There were a variety of tickets that could be purchased. Single tickets were available to each show, and there were also a couple of levels of subscriber tickets that allowed attendance at each full musical, and also a ticket to a Pitch Session and a late night cabaret.

There isn’t yet a guarantee that they will produce this event next year, but after they get a bit of a rest and remember how much fun it was, I am certainly hoping they will get back up and pull off an even more successful second year.

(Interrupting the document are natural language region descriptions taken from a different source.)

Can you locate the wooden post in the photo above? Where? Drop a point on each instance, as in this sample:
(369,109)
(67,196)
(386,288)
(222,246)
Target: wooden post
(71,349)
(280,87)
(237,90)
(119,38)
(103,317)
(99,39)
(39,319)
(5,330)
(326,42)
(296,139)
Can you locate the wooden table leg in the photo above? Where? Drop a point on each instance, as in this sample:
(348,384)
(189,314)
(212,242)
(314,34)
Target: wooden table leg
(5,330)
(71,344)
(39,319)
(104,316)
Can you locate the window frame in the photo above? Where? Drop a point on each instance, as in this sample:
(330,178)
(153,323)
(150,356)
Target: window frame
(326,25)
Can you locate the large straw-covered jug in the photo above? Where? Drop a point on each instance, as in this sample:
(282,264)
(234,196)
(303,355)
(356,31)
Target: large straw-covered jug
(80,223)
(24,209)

The casts were full of local fantastic talent, the atmosphere was jubilant, and their model is more inclusive and audience friendly (allowing individual ticket purchase) than the wonderful Festival of New Musicals at Village Theatre, which requires attendees to buy a Village Original “membership” to attend.


As far as I’m concerned, there is no such thing as too much musical theater development in Seattle. I applaud this effort, especially the inclusion of and encouragement of local musical writers to also present their work. Let Billie and her team know that you’d like to support her in doing this again!